Votre mère, Hawa, a été mariée à 13 ans à un homme de trente ans son aîné, elle a eu six enfants qui sont aujourd’hui devenus adultes et à la cinquantaine, elle a décidé de changer de vie…
Ma mère est dotée d’un très fort caractère ! Mon idée, c’était de montrer la vie dont elle a été privée. Lorsqu’elle a décidé d’apprendre à lire et écrire et de se lancer dans la broderie artisanale pour gagner de l’argent, j’ai pensé que c’était le moment pour moi et pour nous six, ses enfants, de l’aider. Elle était fatiguée de devoir rester cloîtrée à la maison et de s’occuper de mon père qui a la maladie d’Alzheimer.
Son histoire, très forte, me semble porter un message qui peut être inspirant pour d’autres personnes mais, surtout, j’ai voulu montrer que dans ce pays à la culture patriarcale où seuls les hommes décident pour les autres, les femmes afghanes ne sont pas uniquement les victimes que les Occidentaux voient en elles. Hawa n’est pas une victime ! En France, les gens n’ont de l’Afghanistan que des images négatives. Bien sûr, la majorité des hommes sont très conservateurs mais mes frères, par exemple, et d’autres jeunes hommes comme eux sont très ouverts d’esprit.

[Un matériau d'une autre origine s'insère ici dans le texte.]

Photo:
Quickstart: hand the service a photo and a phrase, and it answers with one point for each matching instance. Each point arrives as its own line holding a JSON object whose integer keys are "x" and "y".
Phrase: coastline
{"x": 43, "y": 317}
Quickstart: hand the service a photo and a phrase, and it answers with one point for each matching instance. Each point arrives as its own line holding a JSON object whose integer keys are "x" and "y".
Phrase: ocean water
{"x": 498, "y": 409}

Hawa dans « Writing Hawa » TAG FILM
Vous rappelez que l’Afghanistan est, aujourd’hui, le seul pays au monde où les fillettes et les jeunes femmes ne peuvent pas aller à l’école. Vous avez tout juste 30 ans mais vous, vous avez pu recevoir une éducation scolaire…
En effet, j’ai pu aller à l’école et j’ai même commencé des études agricoles pendant un an. Mais depuis mon adolescence, j’aimais beaucoup faire des photos et filmer avec une petite caméra. Alors, je me suis initiée au reportage et au journalisme notamment en suivant en ligne la formation au cinéma documentaire de l’ONG belge Close Up puis j’ai réalisé des courts-métrages documentaires en free-lance pour des organisations internationales. Ensuite, j’ai rejoint l’AFP à Kaboul et j’ai commencé à travailler sur ce projet de film en 2019.
Dans quelles conditions avez-vous quitté l’Afghanistan ?
Quand les Talibans ont pris Kaboul le 15 août 2021, vingt ans après en avoir été chassés par les Américains, j’ai décidé de partir. J’ai pris cette décision en quelques minutes. J’ai fermé mon appartement et j’ai donné la clé à quelqu’un de mon entourage. Pour mon frère, Rasul, co-auteur du film, resté à Kaboul, ça n’a pas été simple de continuer à filmer avec la présence des talibans. Mais pour nous deux, il était primordial de documenter les événements. A mon arrivée en France, loin de ma famille, je me suis sentie triste et déprimée. Comme j’étais déjà allée une fois en France en 2018, j’espérais y retourner un jour pour étudier et travailler sur mon projet mais je n’imaginais pas que ce serait en tant que réfugiée.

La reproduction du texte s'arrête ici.